= Tevita Mara =

Fijian chief

Ratu Tevita Kapaiwai Lutunauga Uluilakeba Mara is a Fijian career soldier.

== Biography ==
He held the rank of Lieutenant Colonel as of early 2006. On 3 February, he was named Army Chief of Staff, succeeding Colonel Meli Saubulinayau, who was a close relative of his. This position is the fourth highest in the Fijian Military, behind that of the Military Commander (Commodore Frank Bainimarama), Deputy Commander and Chief of Staff RFMF (Captain Esala Teleni) and the Land Force Commander (Lieutenant Colonel Pita Driti). Mara held the position for several months, before he was appointed Commanding Officer of the Third Infantry Regiment, a key position in the Fiji Army as he controls the infantry division, that has about 500 gun-carrying soldiers. He attended his staff course at Malaysian Armed Forces Staff College, Haigate, Kuala Lumpur, Malaysia in 2005 (Class 34/2005).

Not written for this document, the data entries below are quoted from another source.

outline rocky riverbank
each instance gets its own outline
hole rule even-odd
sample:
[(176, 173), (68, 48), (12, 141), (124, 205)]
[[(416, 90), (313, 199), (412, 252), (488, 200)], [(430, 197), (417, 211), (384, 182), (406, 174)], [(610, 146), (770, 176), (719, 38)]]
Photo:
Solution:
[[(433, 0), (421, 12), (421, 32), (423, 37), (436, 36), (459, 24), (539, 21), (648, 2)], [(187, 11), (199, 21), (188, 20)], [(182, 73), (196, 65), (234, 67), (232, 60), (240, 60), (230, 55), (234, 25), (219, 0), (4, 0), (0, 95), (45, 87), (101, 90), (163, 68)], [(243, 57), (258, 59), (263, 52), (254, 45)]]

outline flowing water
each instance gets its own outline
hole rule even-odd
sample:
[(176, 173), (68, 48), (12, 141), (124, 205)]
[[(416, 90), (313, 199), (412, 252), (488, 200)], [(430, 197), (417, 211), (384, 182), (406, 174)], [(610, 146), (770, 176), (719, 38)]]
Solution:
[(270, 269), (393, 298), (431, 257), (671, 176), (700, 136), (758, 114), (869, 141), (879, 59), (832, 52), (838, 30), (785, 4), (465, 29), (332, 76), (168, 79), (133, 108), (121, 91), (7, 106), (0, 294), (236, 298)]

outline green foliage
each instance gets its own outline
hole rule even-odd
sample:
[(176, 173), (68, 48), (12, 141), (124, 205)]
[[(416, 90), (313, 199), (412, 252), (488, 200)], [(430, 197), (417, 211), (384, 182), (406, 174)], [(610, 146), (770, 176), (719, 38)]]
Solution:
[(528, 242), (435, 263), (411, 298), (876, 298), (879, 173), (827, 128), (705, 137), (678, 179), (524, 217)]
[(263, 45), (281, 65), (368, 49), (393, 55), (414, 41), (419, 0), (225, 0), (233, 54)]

In May 2011 he was charged with mutiny and accused of attempting to overthrow Bainimarima's government. He fled Fiji on 9 May 2011 with the aid of the Royal Tongan Navy, and has been declared a fugitive by the Fijian government under the Extradition Act. Mara released a video on 14 May criticising Bainimarima and the Fijian Attorney-General, Aiyaz Sayed-Khaiyum. He subsequently met with officials in Australia and New Zealand.

Mara is the only surviving son of the late Ratu Sir Kamisese Mara, Fiji's longtime Prime Minister and President. He first joined the Army in 1988. His older brother, Ratu Finau Mara, has also served in the Army. His older sister, Adi Koila Nailatikau is married to the military-appointed President of Fiji, Ratu Epeli Nailatikau. Mara currently serves as an advisor to the King of Tonga, where he enjoys the privileges of a noble in the Pacific island kingdom.

Mara returned to Fiji in March 2023, following the defeat of the Bainimarama regime in the 2022 Fijian general election. He was cleared of charges against him and accepted the hereditary title of Tui Lau as the only surviving son of the last title holder and as voted upon by the Vuanirewa Clan Tui Lau.

In July 2025 he was invested with the titles of Turaga Tui Nayau, Sau Ni Vanua Ko Lau and Tui Lau.

He has only been married once and since divorced.